Reading time: Less than 1 minute
I like to share interesting pieces of figurative language I encounter in my reading. I write today about a series of similes from Abigail Thomas…
When I heard about the memoir What Comes Next and How to Like It by Abigail Thomas, I knew I had to read it. Her father, Lewis Thomas, was a physician and essayist and author of the magical book, The Lives of a Cell. (I highly recommend it to any “artsies” like me, who think they are not the least bit interested in science.) My husband, a sciences guy, introduced me to that book shortly after we met and it still holds a place of honour on our bookshelves.
I didn’t fall in love with What Comes Next in the same way. Still, I was impressed by the ear Abigail Thomas has for figurative language. Here are three examples I especially admired:
- The mattress I picked out is as high as a wedding cake. When I’m up there I am thirty-eight inches off the floor. I feel like the ruler of a small, rumpled country.

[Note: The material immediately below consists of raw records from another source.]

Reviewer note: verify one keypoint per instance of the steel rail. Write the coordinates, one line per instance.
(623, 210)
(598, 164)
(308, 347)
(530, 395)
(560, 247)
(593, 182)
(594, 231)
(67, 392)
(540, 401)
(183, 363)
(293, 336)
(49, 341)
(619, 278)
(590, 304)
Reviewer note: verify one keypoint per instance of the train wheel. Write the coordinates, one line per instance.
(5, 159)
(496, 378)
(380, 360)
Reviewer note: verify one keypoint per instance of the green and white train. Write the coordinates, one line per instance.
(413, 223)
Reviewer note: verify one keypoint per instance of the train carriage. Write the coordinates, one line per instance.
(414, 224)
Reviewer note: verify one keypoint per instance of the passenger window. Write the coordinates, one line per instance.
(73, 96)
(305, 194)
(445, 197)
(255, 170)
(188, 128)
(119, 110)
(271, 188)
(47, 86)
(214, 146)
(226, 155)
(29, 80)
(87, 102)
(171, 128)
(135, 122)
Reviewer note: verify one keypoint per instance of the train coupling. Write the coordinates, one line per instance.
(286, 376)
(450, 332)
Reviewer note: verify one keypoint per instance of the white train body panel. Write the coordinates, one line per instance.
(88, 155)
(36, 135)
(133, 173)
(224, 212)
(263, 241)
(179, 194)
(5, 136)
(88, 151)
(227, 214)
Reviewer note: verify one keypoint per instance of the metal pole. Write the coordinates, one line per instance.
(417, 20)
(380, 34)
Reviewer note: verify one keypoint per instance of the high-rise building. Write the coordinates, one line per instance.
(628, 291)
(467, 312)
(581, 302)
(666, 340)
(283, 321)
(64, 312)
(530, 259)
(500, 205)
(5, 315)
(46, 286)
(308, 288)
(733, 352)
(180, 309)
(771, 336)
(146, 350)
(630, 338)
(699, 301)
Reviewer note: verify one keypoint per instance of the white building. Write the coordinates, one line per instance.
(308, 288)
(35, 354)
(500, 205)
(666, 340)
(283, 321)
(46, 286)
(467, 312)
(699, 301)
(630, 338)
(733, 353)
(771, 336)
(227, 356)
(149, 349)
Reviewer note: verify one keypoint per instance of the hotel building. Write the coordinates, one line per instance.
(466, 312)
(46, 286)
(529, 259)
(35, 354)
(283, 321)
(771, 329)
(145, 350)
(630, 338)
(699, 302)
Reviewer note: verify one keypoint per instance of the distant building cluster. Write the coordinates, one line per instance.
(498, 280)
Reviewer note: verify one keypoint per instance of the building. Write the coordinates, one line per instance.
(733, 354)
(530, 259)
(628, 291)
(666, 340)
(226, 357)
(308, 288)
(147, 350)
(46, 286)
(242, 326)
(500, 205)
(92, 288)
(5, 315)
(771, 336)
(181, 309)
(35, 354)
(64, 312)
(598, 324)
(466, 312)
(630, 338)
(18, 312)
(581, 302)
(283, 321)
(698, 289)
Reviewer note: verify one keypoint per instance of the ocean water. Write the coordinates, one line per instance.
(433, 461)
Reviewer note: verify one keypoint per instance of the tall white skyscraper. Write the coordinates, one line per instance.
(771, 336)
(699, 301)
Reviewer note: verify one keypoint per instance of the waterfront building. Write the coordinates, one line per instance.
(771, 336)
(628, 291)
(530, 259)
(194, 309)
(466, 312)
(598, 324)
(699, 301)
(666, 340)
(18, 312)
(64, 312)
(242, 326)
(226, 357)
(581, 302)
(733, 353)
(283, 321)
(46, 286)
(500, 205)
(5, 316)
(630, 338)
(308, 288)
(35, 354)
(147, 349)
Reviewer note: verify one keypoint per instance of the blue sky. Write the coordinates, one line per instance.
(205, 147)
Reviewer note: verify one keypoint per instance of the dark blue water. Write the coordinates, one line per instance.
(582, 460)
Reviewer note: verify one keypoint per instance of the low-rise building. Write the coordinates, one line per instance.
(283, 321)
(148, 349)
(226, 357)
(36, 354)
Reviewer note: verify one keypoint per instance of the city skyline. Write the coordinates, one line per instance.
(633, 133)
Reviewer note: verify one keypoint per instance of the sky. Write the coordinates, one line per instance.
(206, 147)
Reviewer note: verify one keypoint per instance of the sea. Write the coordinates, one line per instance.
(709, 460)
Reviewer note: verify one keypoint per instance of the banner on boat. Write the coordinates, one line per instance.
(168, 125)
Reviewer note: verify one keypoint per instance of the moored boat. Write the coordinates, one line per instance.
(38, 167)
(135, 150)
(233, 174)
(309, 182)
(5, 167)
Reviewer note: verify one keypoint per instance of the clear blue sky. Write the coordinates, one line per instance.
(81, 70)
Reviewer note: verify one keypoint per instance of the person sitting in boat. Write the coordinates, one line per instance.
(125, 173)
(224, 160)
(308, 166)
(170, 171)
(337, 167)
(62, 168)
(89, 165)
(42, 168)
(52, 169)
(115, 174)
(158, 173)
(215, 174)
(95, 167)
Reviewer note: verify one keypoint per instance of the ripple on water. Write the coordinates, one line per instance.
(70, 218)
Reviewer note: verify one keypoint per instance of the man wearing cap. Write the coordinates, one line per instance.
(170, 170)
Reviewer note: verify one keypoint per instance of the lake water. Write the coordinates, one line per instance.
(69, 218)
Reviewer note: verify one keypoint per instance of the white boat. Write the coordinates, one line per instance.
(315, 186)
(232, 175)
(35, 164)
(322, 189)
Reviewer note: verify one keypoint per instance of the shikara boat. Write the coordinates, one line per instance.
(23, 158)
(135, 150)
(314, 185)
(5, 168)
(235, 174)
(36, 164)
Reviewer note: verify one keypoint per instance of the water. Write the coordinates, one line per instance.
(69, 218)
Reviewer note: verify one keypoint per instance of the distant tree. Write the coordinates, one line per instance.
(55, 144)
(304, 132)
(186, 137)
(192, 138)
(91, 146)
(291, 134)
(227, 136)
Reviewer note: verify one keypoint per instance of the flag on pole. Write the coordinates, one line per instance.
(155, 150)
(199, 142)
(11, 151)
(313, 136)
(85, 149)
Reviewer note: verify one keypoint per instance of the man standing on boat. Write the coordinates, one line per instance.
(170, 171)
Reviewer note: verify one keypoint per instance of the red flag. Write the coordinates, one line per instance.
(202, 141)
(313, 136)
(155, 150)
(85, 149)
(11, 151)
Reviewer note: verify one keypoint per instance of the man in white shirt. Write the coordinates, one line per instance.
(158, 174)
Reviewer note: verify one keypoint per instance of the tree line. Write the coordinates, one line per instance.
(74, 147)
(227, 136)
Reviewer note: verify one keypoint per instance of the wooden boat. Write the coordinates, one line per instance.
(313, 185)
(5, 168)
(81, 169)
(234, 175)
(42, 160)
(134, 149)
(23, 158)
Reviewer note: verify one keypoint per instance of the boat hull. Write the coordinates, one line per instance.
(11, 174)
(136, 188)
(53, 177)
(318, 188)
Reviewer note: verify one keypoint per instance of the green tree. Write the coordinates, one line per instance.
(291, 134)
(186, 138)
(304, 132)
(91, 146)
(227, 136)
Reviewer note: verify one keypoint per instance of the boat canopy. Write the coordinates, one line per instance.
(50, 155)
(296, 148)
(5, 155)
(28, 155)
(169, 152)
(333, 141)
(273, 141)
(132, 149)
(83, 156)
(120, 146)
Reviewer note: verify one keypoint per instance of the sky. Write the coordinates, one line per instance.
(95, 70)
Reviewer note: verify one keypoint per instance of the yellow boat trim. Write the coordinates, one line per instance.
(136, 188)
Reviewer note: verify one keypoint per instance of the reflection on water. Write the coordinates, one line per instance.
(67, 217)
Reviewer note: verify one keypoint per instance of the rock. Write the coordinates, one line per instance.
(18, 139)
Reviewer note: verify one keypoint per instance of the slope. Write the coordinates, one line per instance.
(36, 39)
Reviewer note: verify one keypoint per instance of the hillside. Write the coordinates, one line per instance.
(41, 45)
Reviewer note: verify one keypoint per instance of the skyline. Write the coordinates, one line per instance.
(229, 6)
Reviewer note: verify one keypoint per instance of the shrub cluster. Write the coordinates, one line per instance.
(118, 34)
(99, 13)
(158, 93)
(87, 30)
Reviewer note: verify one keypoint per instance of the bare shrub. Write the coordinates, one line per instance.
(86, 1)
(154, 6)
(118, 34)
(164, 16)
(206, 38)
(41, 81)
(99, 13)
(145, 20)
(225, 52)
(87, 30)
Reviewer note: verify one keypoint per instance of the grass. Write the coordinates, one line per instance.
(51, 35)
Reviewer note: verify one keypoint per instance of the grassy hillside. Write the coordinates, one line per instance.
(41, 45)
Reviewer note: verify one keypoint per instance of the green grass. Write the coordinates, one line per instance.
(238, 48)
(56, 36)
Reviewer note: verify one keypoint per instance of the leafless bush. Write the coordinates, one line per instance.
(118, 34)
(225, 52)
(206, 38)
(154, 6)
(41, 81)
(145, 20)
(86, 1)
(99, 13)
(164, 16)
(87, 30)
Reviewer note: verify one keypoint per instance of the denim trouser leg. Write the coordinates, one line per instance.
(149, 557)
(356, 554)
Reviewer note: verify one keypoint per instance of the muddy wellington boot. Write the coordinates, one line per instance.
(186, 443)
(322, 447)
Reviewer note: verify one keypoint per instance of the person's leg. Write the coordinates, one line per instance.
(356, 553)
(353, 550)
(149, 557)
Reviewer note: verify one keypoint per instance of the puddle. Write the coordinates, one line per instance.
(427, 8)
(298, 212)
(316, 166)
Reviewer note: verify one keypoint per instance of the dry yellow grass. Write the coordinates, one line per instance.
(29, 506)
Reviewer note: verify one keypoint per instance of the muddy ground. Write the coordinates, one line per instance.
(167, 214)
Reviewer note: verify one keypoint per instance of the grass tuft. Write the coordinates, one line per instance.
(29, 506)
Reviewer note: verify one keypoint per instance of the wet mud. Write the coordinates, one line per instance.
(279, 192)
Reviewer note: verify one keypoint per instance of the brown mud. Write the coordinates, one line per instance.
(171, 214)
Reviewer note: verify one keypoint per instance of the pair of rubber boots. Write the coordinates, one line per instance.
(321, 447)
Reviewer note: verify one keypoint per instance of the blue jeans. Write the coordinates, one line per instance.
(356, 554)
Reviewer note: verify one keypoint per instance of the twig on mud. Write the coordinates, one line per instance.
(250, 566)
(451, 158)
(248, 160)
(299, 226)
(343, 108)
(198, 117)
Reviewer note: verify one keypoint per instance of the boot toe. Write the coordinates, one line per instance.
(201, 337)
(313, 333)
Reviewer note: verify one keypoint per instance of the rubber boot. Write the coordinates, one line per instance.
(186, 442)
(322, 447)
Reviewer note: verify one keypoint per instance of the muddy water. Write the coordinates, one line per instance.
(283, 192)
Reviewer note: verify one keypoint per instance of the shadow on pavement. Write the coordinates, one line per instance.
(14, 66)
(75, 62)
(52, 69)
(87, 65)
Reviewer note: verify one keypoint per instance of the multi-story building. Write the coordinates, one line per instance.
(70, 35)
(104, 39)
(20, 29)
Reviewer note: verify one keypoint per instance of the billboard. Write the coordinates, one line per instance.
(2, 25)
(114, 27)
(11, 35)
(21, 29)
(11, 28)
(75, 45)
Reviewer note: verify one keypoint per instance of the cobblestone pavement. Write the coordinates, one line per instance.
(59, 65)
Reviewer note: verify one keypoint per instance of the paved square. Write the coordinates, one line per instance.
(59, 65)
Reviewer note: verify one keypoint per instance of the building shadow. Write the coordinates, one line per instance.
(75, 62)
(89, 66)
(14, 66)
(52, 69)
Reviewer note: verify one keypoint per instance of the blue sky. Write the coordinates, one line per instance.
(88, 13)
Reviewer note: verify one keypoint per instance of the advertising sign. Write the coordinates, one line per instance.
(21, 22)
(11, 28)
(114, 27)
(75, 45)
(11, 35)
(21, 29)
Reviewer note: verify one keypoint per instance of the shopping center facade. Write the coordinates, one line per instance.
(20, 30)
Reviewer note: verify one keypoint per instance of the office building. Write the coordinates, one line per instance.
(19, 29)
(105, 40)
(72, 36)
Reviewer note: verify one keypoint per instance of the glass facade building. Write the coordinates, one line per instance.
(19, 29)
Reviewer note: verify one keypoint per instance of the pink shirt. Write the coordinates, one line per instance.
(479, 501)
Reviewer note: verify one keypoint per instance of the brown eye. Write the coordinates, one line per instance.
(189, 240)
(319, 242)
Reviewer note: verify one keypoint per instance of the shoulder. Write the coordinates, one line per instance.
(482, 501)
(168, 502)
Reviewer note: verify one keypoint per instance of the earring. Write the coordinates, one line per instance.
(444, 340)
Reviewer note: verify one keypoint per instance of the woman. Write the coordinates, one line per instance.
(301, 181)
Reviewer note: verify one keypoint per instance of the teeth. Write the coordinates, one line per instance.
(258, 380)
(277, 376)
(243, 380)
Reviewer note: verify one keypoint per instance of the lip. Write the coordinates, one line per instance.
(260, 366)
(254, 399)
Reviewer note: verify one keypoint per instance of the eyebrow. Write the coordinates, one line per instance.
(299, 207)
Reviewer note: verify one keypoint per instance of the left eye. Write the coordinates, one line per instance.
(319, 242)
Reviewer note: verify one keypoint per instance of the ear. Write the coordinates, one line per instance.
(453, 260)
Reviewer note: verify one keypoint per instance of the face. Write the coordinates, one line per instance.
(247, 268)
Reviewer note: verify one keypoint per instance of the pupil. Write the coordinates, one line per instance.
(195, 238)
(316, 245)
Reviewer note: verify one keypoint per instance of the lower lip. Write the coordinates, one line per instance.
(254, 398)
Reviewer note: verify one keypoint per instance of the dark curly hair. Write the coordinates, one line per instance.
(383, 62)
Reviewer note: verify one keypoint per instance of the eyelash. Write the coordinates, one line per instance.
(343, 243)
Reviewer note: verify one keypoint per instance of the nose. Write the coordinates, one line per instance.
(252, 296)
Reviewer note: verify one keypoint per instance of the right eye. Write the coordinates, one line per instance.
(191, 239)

- Catherine is making a garden now. A friend asked her what the difference is between skunk cabbage and hostas. “Hostas look like skunk cabbage that went to private school.”
- I think about time differently since it got to be this old. I think of each moment as a big La-Z-Boy, or perhaps a hammock, and the only direction is a little back and forth, or side to side.
The comment about hostas looking like skunk cabbages that went to private school is still funny enough to make me laugh.